Au marketing 2.0 orienté vers le client (marqué par le web social et l’intelligence collective et participative) s’ajoute depuis 2010 le marketing 3.0, marqué par les nouveaux enjeux de l’interconnexion, de la mobilité et de la diffusion de l’information en temps réel. Ce marketing serait centré sur l’humain et sur des valeurs sociétales et environnementales (Kotler et al., 2010). Pour toucher et mériter l’attention de leurs publics-cibles, les médias numériques remplacent la logique de transmission de message des médias traditionnels par une logique de création d’utilité. La marque doit être intéressante, utile, divertissante et s’ouvrir à ses cibles en les laissant participer à sa vie (par exemple, en choisissant le packaging d’un nouveau produit via Facebook) et s’exprimer. Les cibles et le ciblage évoluent donc dans plusieurs directions :

  • Évolution du profil des leaders : les marques cherchent désormais à cibler leurs fans (via le SMM) et à recruter parmi eux de véritables « ambassadeurs de marque » qui deviendront vecteurs de recommandation et de viralité positive. Les marques s’appuient sur ces ambassadeurs pour propager leur message. Via la qualité des contenus qu’ils diffusent et l’audience qu’ils génèrent sur le web social, les ambassadeurs fédèrent autour de la marque et suscitent l’engagement des internautes qui interagissent et participent aux contenus publiés sur la marque.
  • Ciblage comportemental et contextuel : l’évolution des leviers on line, l’analyse du big data et le data mining fondé sur des algorithmes, permettent de brasser des données complexes et de proposer des recommandations personnalisées aux internautes. Désormais, le ciblage est comportemental et contextuel : il permet d’afficher le bon message à la bonne personne au bon moment, en adaptant le message à son contexte d’apparition. Le contexte peut être caractérisé par les actions de l’internaute ou par le contenu de la page support.
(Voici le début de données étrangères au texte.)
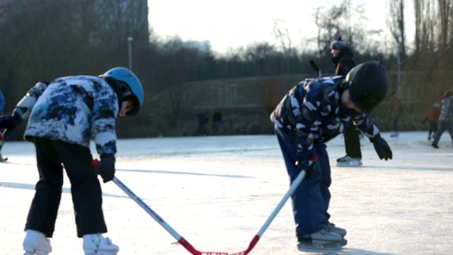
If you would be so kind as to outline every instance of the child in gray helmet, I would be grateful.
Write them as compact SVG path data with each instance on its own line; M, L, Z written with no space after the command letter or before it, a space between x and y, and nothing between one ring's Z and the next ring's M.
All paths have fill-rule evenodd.
M331 166L326 142L351 123L373 143L379 157L392 152L369 113L385 98L389 78L382 66L369 61L345 76L308 79L293 87L271 113L291 182L306 176L292 196L298 246L302 251L339 249L346 230L329 221Z
M138 113L144 91L130 70L115 67L100 76L78 75L38 82L17 104L11 115L0 118L6 134L28 119L26 140L36 149L39 181L25 226L25 254L47 254L63 185L63 168L71 181L77 237L86 254L115 255L119 247L107 232L102 210L103 182L115 175L117 116ZM93 138L101 157L91 165Z

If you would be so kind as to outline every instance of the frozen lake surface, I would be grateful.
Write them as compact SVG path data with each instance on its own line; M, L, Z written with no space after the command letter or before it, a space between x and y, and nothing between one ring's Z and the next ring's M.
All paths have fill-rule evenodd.
M453 148L428 132L383 137L394 159L380 160L362 139L363 165L340 168L341 135L328 142L331 221L346 228L336 254L452 254ZM120 140L116 176L202 251L244 251L289 188L274 135ZM92 149L93 153L95 150ZM0 254L21 254L23 226L38 181L34 147L6 142L0 164ZM98 157L97 154L93 154ZM65 177L66 178L66 177ZM190 254L114 183L103 183L108 233L119 254ZM82 254L67 178L51 254ZM290 201L250 254L304 254L297 249Z

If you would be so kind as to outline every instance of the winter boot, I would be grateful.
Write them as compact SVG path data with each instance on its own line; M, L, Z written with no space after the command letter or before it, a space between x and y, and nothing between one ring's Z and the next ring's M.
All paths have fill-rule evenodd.
M325 227L313 234L297 237L297 248L302 251L337 251L341 249L342 239L340 235Z
M32 230L25 230L23 239L24 255L47 255L52 251L50 241L40 232Z
M120 248L101 234L84 235L85 255L116 255Z
M337 166L362 166L362 158L352 158L348 155L337 159Z
M345 229L342 229L340 227L336 227L335 224L333 223L328 223L327 225L327 229L328 230L329 232L332 232L332 233L336 233L339 234L340 236L341 236L342 237L342 240L340 242L340 244L341 246L345 246L346 244L348 244L348 240L346 240L345 239L345 236L346 235L346 230Z

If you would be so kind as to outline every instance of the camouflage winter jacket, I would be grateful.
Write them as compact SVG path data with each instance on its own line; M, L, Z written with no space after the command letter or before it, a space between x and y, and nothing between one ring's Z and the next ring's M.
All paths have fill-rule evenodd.
M307 79L293 87L271 113L271 120L286 132L298 136L297 154L309 157L313 144L326 142L345 130L351 118L367 137L379 130L371 115L347 109L338 85L344 76Z
M99 154L116 153L115 119L119 95L105 79L92 76L38 82L18 103L14 113L28 118L29 136L89 147L93 138Z

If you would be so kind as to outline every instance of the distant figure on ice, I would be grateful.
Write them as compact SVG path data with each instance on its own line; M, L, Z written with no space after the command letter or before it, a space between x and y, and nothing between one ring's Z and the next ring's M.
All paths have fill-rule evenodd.
M206 135L206 124L209 121L207 113L199 113L197 114L197 120L198 120L198 135Z
M403 113L403 104L396 91L391 93L391 98L390 98L390 110L389 111L390 115L393 117L393 122L391 127L394 132L390 135L391 137L398 137L398 122L399 121L399 117Z
M346 75L354 67L354 54L346 42L339 36L331 44L331 60L335 64L335 75ZM337 159L337 166L359 166L362 165L362 150L360 149L360 133L355 126L350 123L343 132L345 140L346 155Z
M116 118L138 113L144 91L130 70L115 67L99 76L78 75L38 82L19 101L11 115L0 118L0 128L12 132L28 119L26 140L36 150L39 181L25 222L26 255L47 255L62 198L63 168L71 182L77 237L85 254L115 255L118 246L107 232L102 209L104 183L115 176ZM91 165L93 137L101 157Z
M432 146L435 149L438 149L437 143L444 131L447 130L450 133L452 142L453 142L453 92L450 91L445 91L444 94L445 98L442 101L442 110L440 110L440 116L439 117L439 130L436 132L436 136L432 140Z
M434 137L436 135L436 132L437 132L437 122L439 122L439 116L440 115L440 105L438 103L435 103L432 105L432 108L430 110L430 112L428 113L426 117L425 117L425 120L422 123L423 124L426 123L428 121L430 125L430 130L428 132L428 140L430 141L431 138L434 139Z
M222 125L222 113L220 110L216 109L212 115L212 123L214 123L214 131L218 132Z
M353 123L373 143L381 159L391 159L391 149L369 114L388 90L384 67L368 61L345 76L301 81L271 113L290 182L301 171L306 174L291 196L300 250L338 250L346 244L346 230L331 222L327 212L331 178L326 142Z

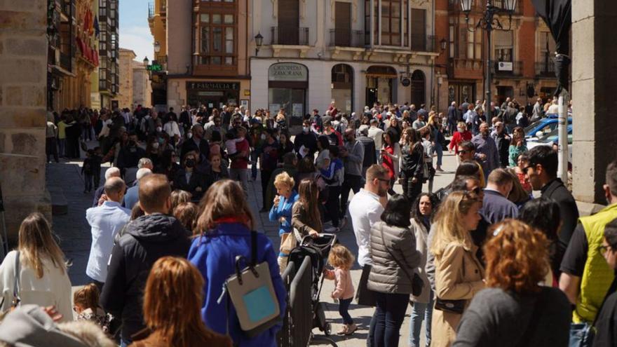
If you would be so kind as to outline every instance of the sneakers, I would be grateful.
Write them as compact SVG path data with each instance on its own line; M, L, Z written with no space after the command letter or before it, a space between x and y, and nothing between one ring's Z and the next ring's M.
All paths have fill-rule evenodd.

Les organisations peuvent désormais analyser les comportements de l’internaute-cible et constituer un profil en fonction de son comportement en ligne (grâce aux cookies, fichiers envoyés vers l’ordinateur du visiteur d’un site web, qui permettent d’observer le comportement de l’internaute : pages consultées, requêtes saisies, comportement vis-à-vis du display…) et off line (informations issues de points de vente, de cartes de fidélité). Dans cette logique, le retargeting consiste à émettre le message publicitaire d’une marque (display ou e-mailing) pour solliciter les internautes ayant précédemment surfé sur le site internet de la marque, dans une stratégie de reconquête (pour relancer, par exemple, un prospect ayant démarré mais pas terminé le processus d’achat).
  • Ciblage géographique et objets connectés : l’interopérabilité entre réseaux, la mobilité et la géolocalisation permettent le développement du géomarketing et du marketing mobile. L’affichage des messages publicitaires et les résultats du SEM dépendent désormais également des comportements et de la localisation des utilisateurs de smartphones. Un autre enjeu est le développement des objets connectés qui, via un accès au réseau, fournissent des informations contextualisées liées au produit et à l’usage qu’en fait le consommateur et aident à la décision dans certains domaines (santé, sécurité, énergie). Ces objets connectés restent par ailleurs de précieux supports de communication pour les marques et annonceurs qui soutiennent leur développement.
  • Gestion de la relation client, marketing relationnel : les technologies du web permettent aux organisations d’instaurer un marketing relationnel, c’est-à-dire d’établir une relation individualisée et continue avec leurs cibles-clients pour les fidéliser à long terme. Pour cela, les organisations mettent notamment en œuvre, pour l’ensemble de leurs plates-formes numériques, des dispositifs de gestion des relations avec leurs clients (E-Consumer Relationship Management) afin de leur proposer des offres personnalisées en fonction de l’historique de la relation client (personnalisation des sites, actions de fidélisation, support clientèle via le Web, e-mailing…).

Bibliographie

Courbet D., Fourquet-Courbet M.P., Intartaglia J., Kazan R., 2014, « Words and Images in Advertising have Different Long-term Effects in Implicit Memory : the Effects of Internet Pop-Ups », Journal of Computer-Mediated Communication, 19, 2, pp. 274-293.Étude Club des annonceurs/TNS Sofres, 2013,  Accès : http://www.tns-sofres.com/etudes-et-points-de-vue/comment-piloter-sa-marque-aujourdhui. Consulté le 28 septembre 2015

Kotler P., Keller K.L., Dubois B., Manceau D., 2006, Marketing Management, 12e éd., Paris, Pearson Education.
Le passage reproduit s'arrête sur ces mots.